Spidroins are large silk proteins which display relatively conserved terminal domains and a characteristic core repetitive region that amounts to around 90 % of the full length sequence and is believed to dominate the mechanical properties of spider silk. Spidroins are secreted into silk glands and then stably stored where their concentration increases up to 50 % (w/w) allowing them to self-assemble into silk fibres. Spider silks are renowned for their excellent mechanical properties and biomimetic and industrial potentials. The orb-web spiders employ up to seven types of abdominal glands to produce silks for various purposes, ranging from prey capture to offspring protection in egg cases. Egg-case silk fibroins are synthesised only in female tubuliform (cylindrical) silk glands for the construction of protective egg cases, where eggs undergo development.

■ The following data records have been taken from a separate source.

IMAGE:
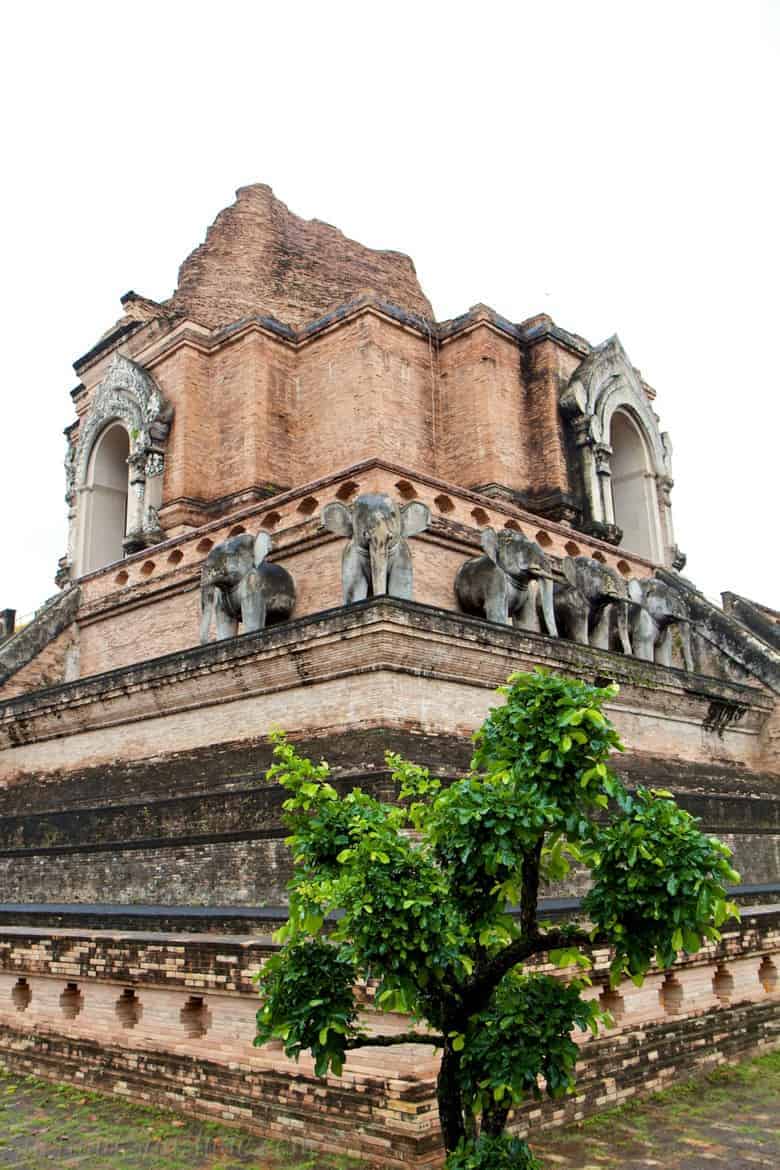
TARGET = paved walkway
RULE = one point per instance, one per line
(729, 1119)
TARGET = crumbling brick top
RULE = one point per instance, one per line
(259, 257)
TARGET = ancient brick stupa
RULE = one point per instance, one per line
(274, 480)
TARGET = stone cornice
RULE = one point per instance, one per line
(257, 508)
(381, 634)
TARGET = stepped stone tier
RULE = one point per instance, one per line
(298, 500)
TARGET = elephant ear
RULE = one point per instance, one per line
(263, 545)
(635, 591)
(568, 568)
(415, 517)
(489, 542)
(337, 517)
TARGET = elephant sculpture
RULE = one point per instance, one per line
(378, 558)
(237, 584)
(656, 610)
(592, 604)
(512, 583)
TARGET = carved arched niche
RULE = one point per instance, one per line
(625, 461)
(115, 469)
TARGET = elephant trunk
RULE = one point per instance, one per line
(621, 611)
(685, 639)
(547, 607)
(379, 569)
(207, 599)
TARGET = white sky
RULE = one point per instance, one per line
(614, 165)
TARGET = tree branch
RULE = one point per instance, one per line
(487, 978)
(385, 1041)
(530, 888)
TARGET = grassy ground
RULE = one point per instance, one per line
(727, 1119)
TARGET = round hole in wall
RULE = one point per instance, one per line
(611, 1000)
(21, 995)
(129, 1007)
(195, 1018)
(670, 995)
(444, 504)
(723, 984)
(406, 490)
(71, 1002)
(347, 490)
(767, 975)
(270, 520)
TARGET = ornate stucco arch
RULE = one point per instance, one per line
(604, 385)
(126, 394)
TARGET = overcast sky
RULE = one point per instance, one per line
(614, 165)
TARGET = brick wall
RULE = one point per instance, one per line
(168, 1019)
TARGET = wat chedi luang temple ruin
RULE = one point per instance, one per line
(296, 500)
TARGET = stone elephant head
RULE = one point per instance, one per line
(593, 600)
(511, 583)
(656, 611)
(378, 558)
(237, 584)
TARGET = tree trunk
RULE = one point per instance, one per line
(448, 1095)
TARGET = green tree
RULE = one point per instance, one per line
(423, 889)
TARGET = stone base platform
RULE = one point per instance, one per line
(168, 1019)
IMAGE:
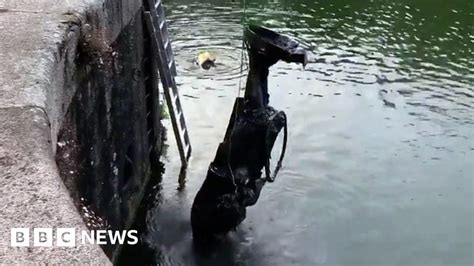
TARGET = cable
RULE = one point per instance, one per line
(242, 62)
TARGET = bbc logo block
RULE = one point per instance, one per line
(43, 237)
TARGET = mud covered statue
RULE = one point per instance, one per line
(235, 179)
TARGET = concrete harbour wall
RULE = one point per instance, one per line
(79, 121)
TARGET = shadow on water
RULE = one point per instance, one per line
(379, 166)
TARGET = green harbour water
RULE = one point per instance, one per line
(380, 162)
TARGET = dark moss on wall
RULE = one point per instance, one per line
(110, 140)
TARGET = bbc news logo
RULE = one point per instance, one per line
(66, 237)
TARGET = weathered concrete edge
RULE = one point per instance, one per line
(32, 191)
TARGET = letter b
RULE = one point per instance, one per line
(43, 237)
(20, 237)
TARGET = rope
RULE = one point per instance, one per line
(242, 62)
(269, 177)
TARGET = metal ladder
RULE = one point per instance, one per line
(163, 54)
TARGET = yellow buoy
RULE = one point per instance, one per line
(206, 60)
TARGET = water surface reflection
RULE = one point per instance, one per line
(379, 168)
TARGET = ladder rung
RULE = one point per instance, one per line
(163, 54)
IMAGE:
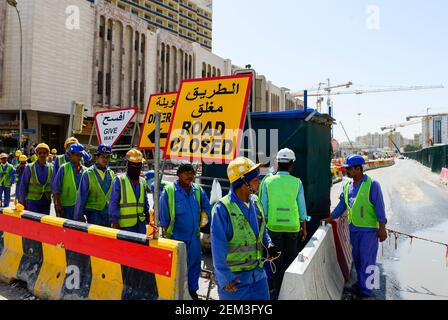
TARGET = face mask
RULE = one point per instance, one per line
(134, 172)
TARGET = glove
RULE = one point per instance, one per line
(273, 251)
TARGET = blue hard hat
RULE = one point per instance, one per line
(86, 156)
(76, 148)
(354, 160)
(104, 149)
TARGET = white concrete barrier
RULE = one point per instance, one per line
(315, 274)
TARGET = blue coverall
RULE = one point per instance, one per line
(364, 240)
(114, 206)
(253, 284)
(57, 188)
(100, 218)
(6, 190)
(41, 206)
(186, 226)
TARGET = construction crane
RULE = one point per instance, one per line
(427, 118)
(393, 128)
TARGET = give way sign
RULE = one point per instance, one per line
(111, 124)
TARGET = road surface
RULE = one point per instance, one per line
(416, 204)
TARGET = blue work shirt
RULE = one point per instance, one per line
(42, 176)
(83, 192)
(56, 166)
(115, 197)
(3, 169)
(222, 232)
(376, 198)
(56, 185)
(300, 200)
(187, 211)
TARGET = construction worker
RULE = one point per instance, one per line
(66, 183)
(63, 158)
(363, 199)
(239, 235)
(16, 161)
(94, 190)
(35, 183)
(181, 206)
(129, 206)
(283, 200)
(7, 179)
(19, 172)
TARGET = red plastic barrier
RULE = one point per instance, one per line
(444, 175)
(343, 246)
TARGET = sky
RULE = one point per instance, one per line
(376, 43)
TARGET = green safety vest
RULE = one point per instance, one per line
(69, 188)
(130, 207)
(5, 179)
(362, 214)
(170, 190)
(97, 199)
(245, 251)
(283, 211)
(36, 190)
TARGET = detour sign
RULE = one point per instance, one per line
(208, 119)
(165, 103)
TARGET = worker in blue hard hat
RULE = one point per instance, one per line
(7, 178)
(239, 237)
(184, 210)
(362, 198)
(283, 198)
(34, 190)
(94, 190)
(129, 206)
(65, 184)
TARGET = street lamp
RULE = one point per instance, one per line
(13, 3)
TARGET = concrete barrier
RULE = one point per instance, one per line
(315, 273)
(60, 259)
(343, 245)
(444, 176)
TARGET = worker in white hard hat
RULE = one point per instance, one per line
(128, 205)
(283, 199)
(239, 237)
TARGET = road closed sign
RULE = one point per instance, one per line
(111, 124)
(208, 119)
(164, 103)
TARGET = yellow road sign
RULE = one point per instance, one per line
(209, 118)
(165, 103)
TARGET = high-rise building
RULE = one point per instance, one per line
(188, 19)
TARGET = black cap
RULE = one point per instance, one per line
(185, 167)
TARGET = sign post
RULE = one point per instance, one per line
(111, 124)
(208, 119)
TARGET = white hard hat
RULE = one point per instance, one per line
(286, 156)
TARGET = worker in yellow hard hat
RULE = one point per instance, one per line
(128, 206)
(238, 237)
(15, 162)
(63, 158)
(183, 223)
(7, 179)
(35, 188)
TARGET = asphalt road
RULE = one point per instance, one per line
(416, 204)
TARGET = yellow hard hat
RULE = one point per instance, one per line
(239, 167)
(70, 141)
(134, 156)
(42, 146)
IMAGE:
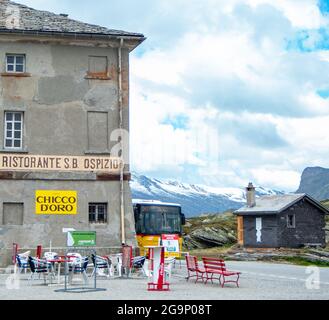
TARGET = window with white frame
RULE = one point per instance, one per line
(291, 221)
(15, 63)
(13, 130)
(97, 212)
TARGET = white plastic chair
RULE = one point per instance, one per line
(116, 264)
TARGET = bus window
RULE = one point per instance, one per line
(160, 219)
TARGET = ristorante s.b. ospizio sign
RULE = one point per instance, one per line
(19, 162)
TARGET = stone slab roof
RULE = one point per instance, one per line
(14, 16)
(275, 204)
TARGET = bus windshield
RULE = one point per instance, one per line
(159, 220)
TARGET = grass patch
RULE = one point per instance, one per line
(211, 252)
(301, 261)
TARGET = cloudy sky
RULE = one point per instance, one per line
(223, 91)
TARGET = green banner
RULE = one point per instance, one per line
(81, 239)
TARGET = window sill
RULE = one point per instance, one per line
(14, 151)
(97, 76)
(17, 75)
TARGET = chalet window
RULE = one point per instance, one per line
(98, 213)
(13, 135)
(98, 68)
(291, 223)
(13, 214)
(15, 63)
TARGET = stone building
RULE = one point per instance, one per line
(288, 221)
(64, 111)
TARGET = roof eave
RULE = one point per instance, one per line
(139, 38)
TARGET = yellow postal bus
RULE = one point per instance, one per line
(154, 219)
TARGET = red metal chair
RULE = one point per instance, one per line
(215, 266)
(193, 268)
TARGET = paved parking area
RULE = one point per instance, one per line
(258, 281)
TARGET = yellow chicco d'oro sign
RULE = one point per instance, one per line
(56, 202)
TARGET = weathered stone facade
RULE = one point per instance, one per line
(71, 106)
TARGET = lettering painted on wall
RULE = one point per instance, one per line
(18, 162)
(51, 202)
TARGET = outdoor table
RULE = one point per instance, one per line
(59, 262)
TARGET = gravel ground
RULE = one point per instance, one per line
(258, 281)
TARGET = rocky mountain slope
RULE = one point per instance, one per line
(315, 182)
(195, 199)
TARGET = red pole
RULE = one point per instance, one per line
(15, 251)
(161, 271)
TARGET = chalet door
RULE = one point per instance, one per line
(240, 230)
(259, 229)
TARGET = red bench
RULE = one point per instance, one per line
(215, 266)
(193, 268)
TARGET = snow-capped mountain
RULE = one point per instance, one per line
(195, 199)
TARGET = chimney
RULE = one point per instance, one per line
(251, 195)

Two spidroins, tubliform spidroin (TuSp1), the major component of egg-case silk, and the recently characterised aciniform spidroin (AcSp1) participate in the egg case formation: AcSp1 forms the inner egg case, while TuSp1 forms the outer egg case. Studies on both proteins have revealed poor sequence similarity between their respective repetitive (RP) domains but a remarkable structural identity. The latter suggests that these two spidroins may share some common characters in fibre formation mechanism and silk fibre properties [, ].This superfamily represents a structural domain which is found in repeats of up to 20 in many individuals (although this is not necessarily the case). RP1 makes up structural domains in the N terminus while RP2 makes up structural domains in the C terminus [].